If you have gff3/gtf formatted files, they can be converted to GenePred format using Jim Kent’s programs gff3ToGenePred and gtfToGenePred.

refgene_tabix: RefGen file, sorted and indexed using tabix. File requirement is the same as the refgene file. tabix is available within the MIPTools container, so you don’t have to install it yourself.

project_resources: Contains project specific files. Bind this to /opt/project_resources.

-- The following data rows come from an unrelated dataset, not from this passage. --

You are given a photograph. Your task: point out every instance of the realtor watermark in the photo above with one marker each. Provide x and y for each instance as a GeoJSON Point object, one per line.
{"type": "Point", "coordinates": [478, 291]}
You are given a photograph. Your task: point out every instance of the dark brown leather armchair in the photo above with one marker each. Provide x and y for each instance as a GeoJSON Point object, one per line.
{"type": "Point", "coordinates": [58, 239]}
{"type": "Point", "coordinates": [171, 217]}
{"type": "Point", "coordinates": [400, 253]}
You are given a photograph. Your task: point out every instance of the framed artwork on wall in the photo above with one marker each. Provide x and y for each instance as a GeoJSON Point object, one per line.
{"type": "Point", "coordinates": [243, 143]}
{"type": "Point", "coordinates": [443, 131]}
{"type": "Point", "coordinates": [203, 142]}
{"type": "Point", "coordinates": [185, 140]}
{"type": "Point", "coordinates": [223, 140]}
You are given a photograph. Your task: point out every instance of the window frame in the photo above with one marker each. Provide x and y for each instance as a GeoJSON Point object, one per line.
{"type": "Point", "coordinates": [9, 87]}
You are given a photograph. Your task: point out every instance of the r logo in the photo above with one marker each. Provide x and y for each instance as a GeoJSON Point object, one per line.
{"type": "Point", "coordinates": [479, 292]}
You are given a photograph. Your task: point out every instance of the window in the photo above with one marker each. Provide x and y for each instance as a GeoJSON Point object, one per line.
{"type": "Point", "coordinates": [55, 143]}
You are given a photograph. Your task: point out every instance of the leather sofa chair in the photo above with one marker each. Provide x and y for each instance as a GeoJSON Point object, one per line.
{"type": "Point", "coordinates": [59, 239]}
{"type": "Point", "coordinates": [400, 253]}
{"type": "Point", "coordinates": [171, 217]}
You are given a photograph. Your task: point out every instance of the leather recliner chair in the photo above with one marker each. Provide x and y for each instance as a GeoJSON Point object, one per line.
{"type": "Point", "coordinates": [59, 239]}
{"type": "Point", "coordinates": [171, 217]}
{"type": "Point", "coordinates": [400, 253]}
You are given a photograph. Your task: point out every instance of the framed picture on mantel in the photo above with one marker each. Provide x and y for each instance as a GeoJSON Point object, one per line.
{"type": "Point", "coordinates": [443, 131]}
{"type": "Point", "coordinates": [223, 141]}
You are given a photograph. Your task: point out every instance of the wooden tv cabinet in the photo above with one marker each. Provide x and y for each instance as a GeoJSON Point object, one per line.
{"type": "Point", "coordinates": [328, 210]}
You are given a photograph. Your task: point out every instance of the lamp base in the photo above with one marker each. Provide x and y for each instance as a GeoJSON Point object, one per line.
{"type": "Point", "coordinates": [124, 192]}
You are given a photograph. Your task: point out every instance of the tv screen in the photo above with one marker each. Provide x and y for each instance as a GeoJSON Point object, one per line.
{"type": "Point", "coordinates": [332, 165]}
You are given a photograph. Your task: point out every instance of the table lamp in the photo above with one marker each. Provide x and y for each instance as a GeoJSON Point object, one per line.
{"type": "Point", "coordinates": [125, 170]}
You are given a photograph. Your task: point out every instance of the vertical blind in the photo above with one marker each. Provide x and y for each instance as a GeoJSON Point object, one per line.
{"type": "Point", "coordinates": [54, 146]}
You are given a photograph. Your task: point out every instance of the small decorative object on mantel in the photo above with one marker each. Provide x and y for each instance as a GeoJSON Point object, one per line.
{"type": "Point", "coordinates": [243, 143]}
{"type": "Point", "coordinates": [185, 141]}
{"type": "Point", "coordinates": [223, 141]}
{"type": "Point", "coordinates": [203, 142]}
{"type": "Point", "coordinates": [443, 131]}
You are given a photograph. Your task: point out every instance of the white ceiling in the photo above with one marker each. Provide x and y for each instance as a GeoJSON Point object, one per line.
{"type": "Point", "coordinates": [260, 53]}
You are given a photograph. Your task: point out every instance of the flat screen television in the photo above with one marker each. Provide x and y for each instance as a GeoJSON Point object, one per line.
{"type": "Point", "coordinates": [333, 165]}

data_dir: Contains data to be analyzed. Typically, nothing will be written to this directory. Bind this directory to /opt/data.

analysis_dir: Where analysis will be carried out and all output files will be saved. Bind it to /opt/analysis This is the only directory that needs write permission as the output will be saved here.

data_dir and analysis_dir will have different content for different app operations. Also, one app’s analysis directory may be the next app’s data directory in the pipeline.

Resource Requirements

Resources required vary widely depending on the project. Both designs and data analysis can be parallelized, so the more CPUs you have the better. Plenty of storage is also recommended. For designs on large target regions (>5kb), files can take up 10 GB or more per region. Consider allocating > 5 GB RAM for a large design region (multiply the RAM requirement by CPU number if parallelizing). For a typical MIP data analysis involving ~1,000 MIPs and ~1,000 samples, consider using at least 20 CPUs and 20 GB RAM to get the analysis done within 10-12 h. You should expect ~200 GB disk space used for such an analysis as well, although most files can be removed after processing steps to reduce long term disk usage.